Hotel Napoli, Milan, Italy
The first tram had not yet rolled out of the Messina depot and pigeons pecked and nodded between the rusty tracks along the Via degli Imbriani. The shutters on the apartments overlooking the boulevard still shielded the sleeping from the wash of pale yellow that was creeping over the flat roofs and down the plaster walls.
A black Mercedes hugged the pavement, the driver leaning forward to read the names of the buildings. Finding what he was looking for, the car accelerated briefly and swung across the tracks before sliding to a stop in front of Hotel Napoli.
His watch told him he was eight minutes early, so he called up a sports newsfeed on his mobile and flicked the release catch of his seat belt.
To the south-east, the wheels of the early Paris express train whined and creaked in protest as it was shunted into position at Milano Porta Garibaldi station. From behind the stucco-fronted apartment blocks to the north, a deep growl of laughter echoed around the walled courtyards.
The glass doors slid open and Lukas Stolz stepped out of the hotel, his eyes narrowing against the morning light. He caught a glimpse of a young girl cycling towards the city as the wheels of the express train emitted a final squeal, and the whisper of laughter faded behind the pigeons’ satisfied coos.
The driver returned his smile as he rose from his seat and pirouetted neatly into position at the rear of the car. Stolz skipped down the low step, raising his bag in handover. But the driver’s hand failed to meet his and Stolz turned to see what had made the young man freeze in open-mouthed shock.
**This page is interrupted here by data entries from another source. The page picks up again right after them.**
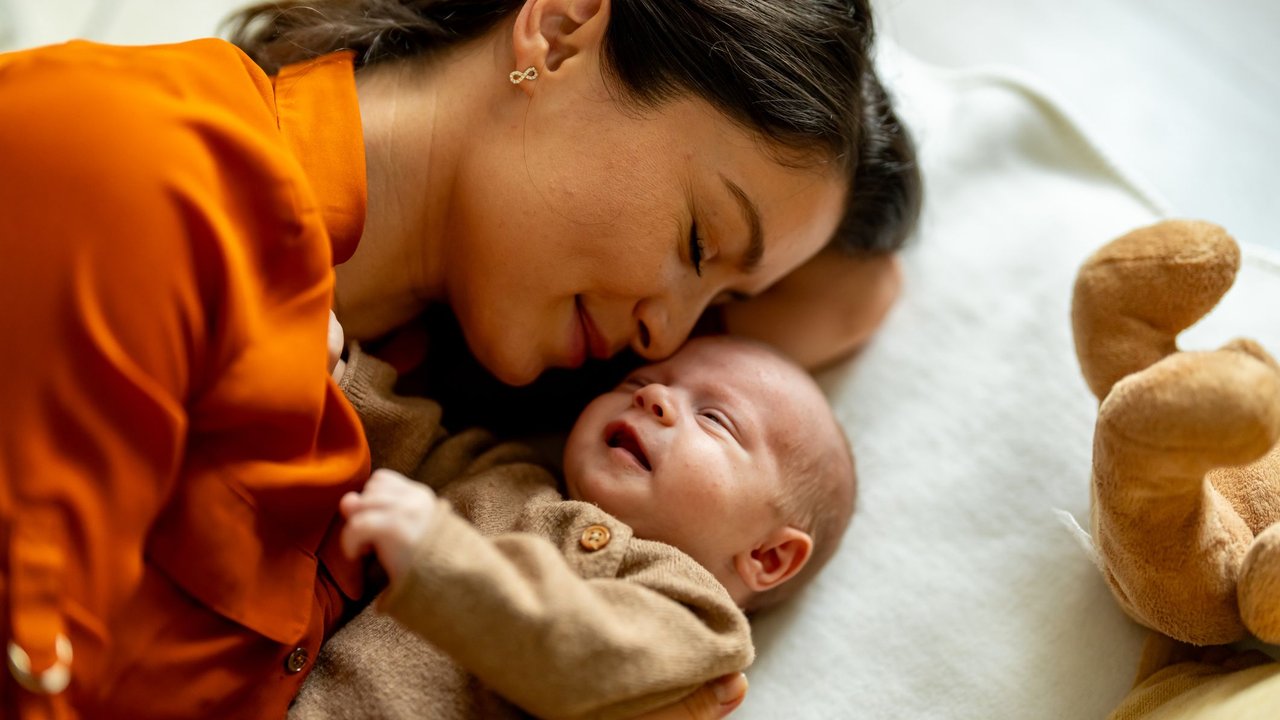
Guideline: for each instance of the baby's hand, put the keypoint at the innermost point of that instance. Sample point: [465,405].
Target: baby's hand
[389,516]
[337,340]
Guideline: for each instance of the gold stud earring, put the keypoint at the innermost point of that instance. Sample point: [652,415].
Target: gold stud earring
[519,77]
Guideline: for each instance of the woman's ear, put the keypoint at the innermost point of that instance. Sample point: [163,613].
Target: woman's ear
[776,560]
[549,32]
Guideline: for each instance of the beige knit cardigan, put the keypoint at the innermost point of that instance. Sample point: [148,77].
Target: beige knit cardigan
[516,601]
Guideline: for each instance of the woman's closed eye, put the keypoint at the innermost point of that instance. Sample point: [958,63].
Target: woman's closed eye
[696,249]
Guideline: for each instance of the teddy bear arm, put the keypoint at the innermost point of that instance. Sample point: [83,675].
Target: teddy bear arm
[1176,573]
[1134,295]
A few seconds later, it was all over.
In the brief instant it took the .22 bullet to effortlessly drill a neat hole in Lukas Stolz’s forehead, he relived the summer storms of his childhood. He was standing on a bridge with his parents, balls of lightning bouncing off the river and rolling towards him. His mother’s lips were moving but her words were drowned out by thunderous drums so deep he could feel the wooden boards shift beneath his feet. The bridge collapsed and he was falling. His father turned away as Lukas Stolz felt himself slipping below the cold, dark water.
The second and third bullets were not necessary.